Line-level diff between two sequences of lines via Myers diff.
The primary output is a list of matched pairs [{a_idx, b_idx}]
— 0-based indices of lines that appear in both inputs in the same
relative order. Anything in a not in that set is "deleted";
anything in b not in that set is "added."
Algorithm: Myers diff
Myers (1986) finds the shortest edit script (SES) — the minimum
number of insertions and deletions that transforms a into b.
An SES corresponds to the longest common subsequence (LCS).
Complexity
- Time: O((N + M) × D) where D = |insertions| + |deletions|
- Space: O((N + M) × D) for the backtracking trace
For typical blame workloads where each commit edits a handful of lines (small D), this is orders of magnitude faster than the previous O(N × M) LCS DP:
| File size | LCS DP (D≈10) | Myers (D≈10) |
|---|---|---|
| 100 lines | ~100K | ~2K |
| 500 lines | ~2.5M | ~10K |
| 5000 lines | ~250M | ~100K |
The algorithm in brief
A diagonal k = x − y represents all positions (x, y) where we've consumed x lines from A and y lines from B. Walking diagonally (x++, y++ while A[x]==B[y]) is a snake — free matching. A single horizontal step (x++) is a deletion; a vertical step (y++) is an insertion; together they cost one edit.

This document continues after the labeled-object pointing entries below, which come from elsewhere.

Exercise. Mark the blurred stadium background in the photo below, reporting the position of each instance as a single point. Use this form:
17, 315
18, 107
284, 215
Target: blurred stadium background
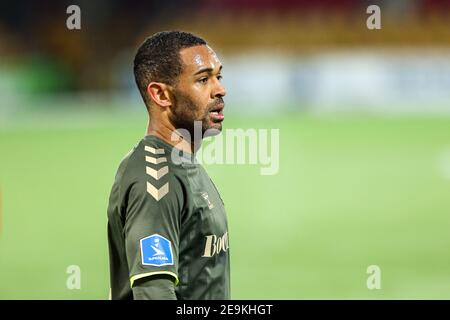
364, 119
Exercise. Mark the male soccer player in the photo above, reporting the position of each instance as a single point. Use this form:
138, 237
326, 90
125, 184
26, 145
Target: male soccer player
167, 227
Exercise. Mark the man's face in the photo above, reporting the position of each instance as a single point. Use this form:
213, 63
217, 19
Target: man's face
198, 93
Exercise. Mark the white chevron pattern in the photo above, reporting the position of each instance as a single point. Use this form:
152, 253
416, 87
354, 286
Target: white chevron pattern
157, 193
157, 173
155, 160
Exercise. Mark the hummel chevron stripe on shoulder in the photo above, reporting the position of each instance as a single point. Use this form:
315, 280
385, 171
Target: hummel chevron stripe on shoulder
157, 193
153, 150
157, 173
155, 160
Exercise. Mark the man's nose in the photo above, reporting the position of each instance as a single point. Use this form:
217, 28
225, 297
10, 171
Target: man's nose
219, 90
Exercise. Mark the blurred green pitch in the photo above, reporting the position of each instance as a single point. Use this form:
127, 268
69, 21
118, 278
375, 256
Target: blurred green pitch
351, 192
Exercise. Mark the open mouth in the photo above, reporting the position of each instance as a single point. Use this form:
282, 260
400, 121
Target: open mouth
217, 113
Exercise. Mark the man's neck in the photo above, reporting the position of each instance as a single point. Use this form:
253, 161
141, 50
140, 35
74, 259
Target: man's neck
169, 134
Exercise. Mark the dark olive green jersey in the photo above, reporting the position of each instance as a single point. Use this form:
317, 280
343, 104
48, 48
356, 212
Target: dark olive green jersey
165, 216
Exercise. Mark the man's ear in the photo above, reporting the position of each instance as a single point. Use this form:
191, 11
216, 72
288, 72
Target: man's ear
159, 93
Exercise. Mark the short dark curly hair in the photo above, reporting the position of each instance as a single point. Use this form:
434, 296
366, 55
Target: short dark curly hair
158, 58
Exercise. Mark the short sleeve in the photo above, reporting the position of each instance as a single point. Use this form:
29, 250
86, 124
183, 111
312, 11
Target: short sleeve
152, 227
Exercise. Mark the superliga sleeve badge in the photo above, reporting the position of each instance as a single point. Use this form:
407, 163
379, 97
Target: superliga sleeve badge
156, 251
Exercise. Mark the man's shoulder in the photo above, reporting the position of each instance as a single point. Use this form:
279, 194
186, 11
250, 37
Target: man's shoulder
149, 168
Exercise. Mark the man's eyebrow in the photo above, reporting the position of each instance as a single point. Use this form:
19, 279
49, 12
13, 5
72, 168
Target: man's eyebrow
208, 69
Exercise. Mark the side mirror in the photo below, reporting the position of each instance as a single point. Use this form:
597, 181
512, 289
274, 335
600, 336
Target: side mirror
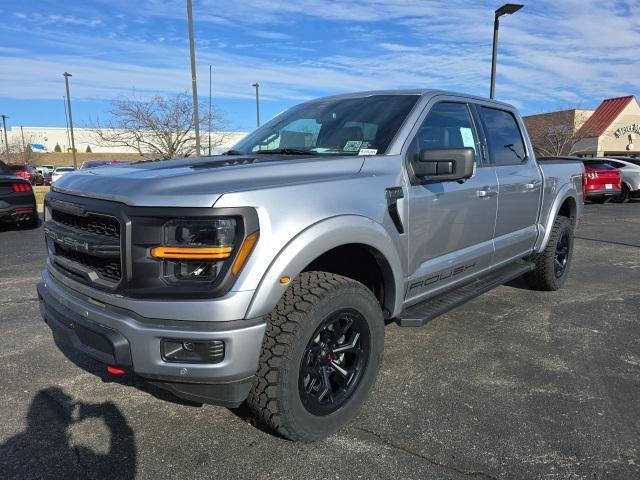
444, 165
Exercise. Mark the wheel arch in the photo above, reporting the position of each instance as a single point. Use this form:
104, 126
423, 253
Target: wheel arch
565, 204
323, 244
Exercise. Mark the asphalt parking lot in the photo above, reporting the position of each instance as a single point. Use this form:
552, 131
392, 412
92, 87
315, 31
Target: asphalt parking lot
516, 384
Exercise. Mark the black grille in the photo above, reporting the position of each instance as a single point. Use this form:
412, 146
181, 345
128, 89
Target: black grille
104, 226
107, 268
81, 242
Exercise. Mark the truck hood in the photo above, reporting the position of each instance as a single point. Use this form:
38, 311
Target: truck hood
200, 182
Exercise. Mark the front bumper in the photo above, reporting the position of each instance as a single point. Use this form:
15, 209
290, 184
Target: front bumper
17, 211
113, 335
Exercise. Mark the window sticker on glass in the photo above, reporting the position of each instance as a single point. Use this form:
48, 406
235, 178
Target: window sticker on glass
352, 146
467, 137
368, 151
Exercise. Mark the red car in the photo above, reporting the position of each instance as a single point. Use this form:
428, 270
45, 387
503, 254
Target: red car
601, 180
27, 172
17, 201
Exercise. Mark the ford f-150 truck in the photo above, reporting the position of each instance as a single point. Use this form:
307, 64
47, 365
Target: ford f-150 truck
267, 274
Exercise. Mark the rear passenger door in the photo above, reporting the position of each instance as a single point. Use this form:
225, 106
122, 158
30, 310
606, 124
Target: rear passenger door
519, 183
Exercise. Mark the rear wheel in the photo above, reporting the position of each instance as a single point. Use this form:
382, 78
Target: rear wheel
320, 358
624, 195
552, 264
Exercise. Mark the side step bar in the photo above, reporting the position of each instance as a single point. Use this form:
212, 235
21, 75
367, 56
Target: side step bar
419, 314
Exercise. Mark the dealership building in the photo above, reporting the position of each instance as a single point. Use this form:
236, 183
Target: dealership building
45, 139
612, 129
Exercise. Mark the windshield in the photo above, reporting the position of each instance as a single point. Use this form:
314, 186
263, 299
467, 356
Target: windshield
346, 126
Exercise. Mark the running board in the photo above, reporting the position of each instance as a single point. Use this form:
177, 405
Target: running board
419, 314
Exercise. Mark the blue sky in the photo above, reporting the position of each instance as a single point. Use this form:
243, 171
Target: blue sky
553, 54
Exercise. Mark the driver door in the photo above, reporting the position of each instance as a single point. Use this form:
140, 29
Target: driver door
451, 224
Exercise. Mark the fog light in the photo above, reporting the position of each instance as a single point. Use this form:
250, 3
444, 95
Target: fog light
176, 350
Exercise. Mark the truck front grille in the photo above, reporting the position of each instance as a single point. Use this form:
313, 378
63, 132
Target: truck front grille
105, 226
85, 245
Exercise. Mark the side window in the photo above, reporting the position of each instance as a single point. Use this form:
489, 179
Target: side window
448, 125
504, 139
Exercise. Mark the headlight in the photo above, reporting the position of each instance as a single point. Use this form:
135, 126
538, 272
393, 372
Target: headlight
194, 250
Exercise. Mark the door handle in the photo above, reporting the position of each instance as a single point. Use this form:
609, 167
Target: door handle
486, 193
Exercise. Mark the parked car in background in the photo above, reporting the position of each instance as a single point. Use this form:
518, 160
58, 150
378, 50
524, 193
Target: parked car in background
602, 182
59, 172
87, 164
100, 163
29, 173
630, 170
17, 201
47, 169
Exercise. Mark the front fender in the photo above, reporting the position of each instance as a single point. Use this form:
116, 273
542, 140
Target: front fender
317, 239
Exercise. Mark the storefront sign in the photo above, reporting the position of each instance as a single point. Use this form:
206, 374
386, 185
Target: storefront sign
635, 128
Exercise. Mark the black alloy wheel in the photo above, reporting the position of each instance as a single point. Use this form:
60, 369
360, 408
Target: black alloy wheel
333, 362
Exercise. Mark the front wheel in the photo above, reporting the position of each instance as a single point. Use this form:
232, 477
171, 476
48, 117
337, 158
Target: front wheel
320, 356
552, 264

Forward phase: for edit depth D = 0, 1, 2, …, explore every diagonal k ∈ {−D, −D+2, …, D−2, D}. On each diagonal, choose the greedy starting position (either V[k−1]+1 from the right or V[k+1] from below), extend the snake as far as possible, and record the furthest x. Save a snapshot of V at each D. Stop when some diagonal reaches (n, m).
Backtrack phase: replay the snapshots in reverse, mirroring the forward greedy choice exactly. At each level, locate the snake (diagonal run of matched lines) and emit the matched pairs; recurse with the position before the edit (not the snake start).
Tie-breaking convention
When V[k−1] == V[k+1], the forward algorithm prefers "right" (delete from A). The backtrack mirrors this identically using the same condition. Changing the tie-break in one place without the other produces wrong results.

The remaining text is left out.